I was also surprised at the amount of cars from Europe. I would have expected lots of Toyota, Honda Nissan, Mazda, and Hyundai, but although there are lots of the Asian brands, the Europeans certainly seem to have the market share. Almost all the taxies are Volkswagens, and the brands Audi, Mercedes-Benz, Volkswagens, Peugeot, and Citroen all seem to do well here. I saw one Cadillac, one Chevrolet, but all kinds of Buick – what is that all about? There were also some brands I did not recognize, assuming them to be home grown Chinese makes.

Now if the vehicles are not particularly exciting, I'd say driving certainly is. The road system is really very good, and their traffic lights are the best I have ever seen. Every light has a counter, that tells you exactly how many seconds you have remaining to get through the intersection. This makes it easy to know how long you have to wait for the light to change. Even the turning arrows have separate counters. Those red lights back home seem to take forever to change, but here I see that the longest you have to wait is about 30 seconds. Now this is a good idea – no actually it is a great idea, but it would help if the drivers actually followed the lights. Because you can see when the light is gong to change, drivers leave early, and many keep coming through the light even thought they can see they only have 2 seconds left. Fortunately I did not see much speeding, which is good, because there was lots of very slow drivers. I suspect that there are many new drivers who are not really that confident, so they drive slowly. Parking is obviously not included in any of he driving lessons. Drivers park anywhere, often double parking, and parking on the wrong way on a one way street – did he back all the way down there? Corners seem to be a favourite place to park; just nose into the curb and get out. Perhaps it is then harder for anyone to park behind you.

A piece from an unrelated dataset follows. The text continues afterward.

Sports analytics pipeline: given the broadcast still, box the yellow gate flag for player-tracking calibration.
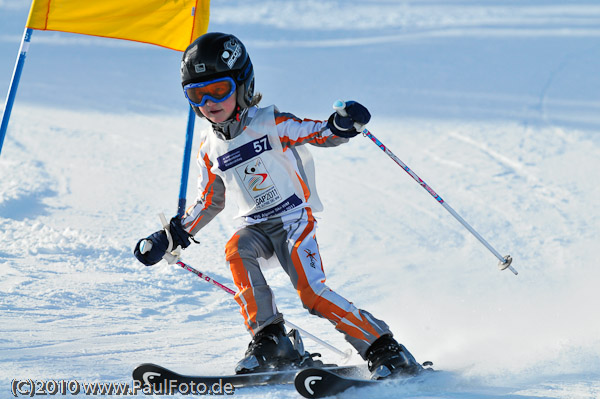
[27,0,210,51]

The horn seems to be the most important part of vehicles here in China. Everyone makes maximum use of their horns to warn people where they want to go. When overtaking another vehicle, they lay on the horn to get the slower vehicle to move out of the way, and even if they are turning on a red light, they blast the horn if someone is in their way. Of course the interesting thing is that because everyone is constantly blowing their horn, no one listens to them. On a bus ride from the airport, the driver would madly flash his lights and blast the horn when a vehicle was in his lane, but he always had to change lanes and find a way around, because I never saw anyone actually respond to the horns. It just seems to be habit now.

Drivers do not seem to look where they are going. When they want to pull into the road they just pull out. I have almost hit a couple of cars while riding a bike, as they turned corners or pulled out of driveways, and the rule of “catch the driver's eye” is useless, because they all just seem to look only forward. I noticed this particularly when walking. Even if you have a “walk” signal, drivers will look straight ahead, ignoring pedestrians. The “walk” signals certainly do not mean it is safe to cross.

Now if the cars are not particularly interesting, the scooters and bicycles more than make up for them. Here is where you see the old vehicles. There are probably more scooters in China than there are cars, and the variety is amazing. You can buy them for less than $1000.00 and they come in every imaginable colour from pink to lime green. Most of them are electric, and there are very few gas motorcycles. They vary from simple bicycles with electric motors added, to fancy high end models with plastic wind shields & skirts, wooden floorboards, and chrome wrap-a-round bumpers. You see anyone riding them, from young people, to grandmothers, city workers, to business women in fancy suits and high heels. They do not drive on the main roads, sharing special lanes with bicycles, and I don't even think they need to be licensed or registered, as they all seem to have the licence plates I saw on the showroom models.

One of the first things you learn when arriving in China is to watch out for the scooters. Pedestrians have to be very careful. Crossing a road involved first getting across the bicycle/scooter lane before you can even think about the cars. These scooters run so quietly you cannot hear them coming, and they can go quite fast. In addition, they do not seem to follow any traffic rules. They go through red lights, turn against the lights, and even drive down the bike lane on the wrong side of the road. Looking at the condition of some of them I'd say this is a problem for them as well – many are scraped, bent, cracked, and dented. Looking over the rows of them locked up in parking areas all over the city, very few are without some damage.

I brought my international driver's licence, thinking I might want to rent a car. I think for now I'll stick to two feet.